Quand j’étais petite, je voulais être photographe ou designer de chaussure ! Finalement, j’ai suivi une autre voie, guidée par mes voyages au Québec et mes études dans le domaine des métiers de la culture. J’ai tout tenté pour faire de ma passion mon métier, sans me laisser décourager par les difficultés. Créer l’association Capteur de rêves m’a donné l’occasion de créer un pont entre des cultures différentes.

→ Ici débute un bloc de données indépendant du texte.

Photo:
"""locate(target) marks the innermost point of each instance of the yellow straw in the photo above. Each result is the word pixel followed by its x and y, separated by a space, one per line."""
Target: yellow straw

Peu après, en 2014, est né mon projet Avec les yeux de Julie, orienté vers le tourisme culturel, la valorisation du territoire et celle du patrimoine. J’invite le visiteur à se passionner pour les petits coins secrets de ma ville, l’âme de mon quartier et les trésors de ses environs à travers la conduite de balades-découvertes à partager à pied dans le XVème arrondissement de Paris. Aujourd’hui, je suis donc médiatrice culturelle et c’est un peu grâce au capteur de rêve, mon talisman !

Cet objet magique m’accompagne chaque jour de mon existence et m’aide à trouver la force et l’énergie pour vivre de nouveaux rêves. Parfois, j’en offre un à mes proches pour leur montrer ma reconnaissance et mon amour. A travers ce témoignage de mon attachement au capteur de rêves, je veux partager avec vous ma passion et vous encourager à chercher la vôtre. Nous sommes tous en mesure de prendre notre destin en main et quel que soit le chemin et la volonté de capter nos rêves nous appartient à nous seuls. Les peuples amérindiens disent : « Il faut rêver, oui, mais rêver bien ! ». Alors n’oubliez jamais qu’il faut poursuivre nos rêves et aller au bout de nos projets en restant positif.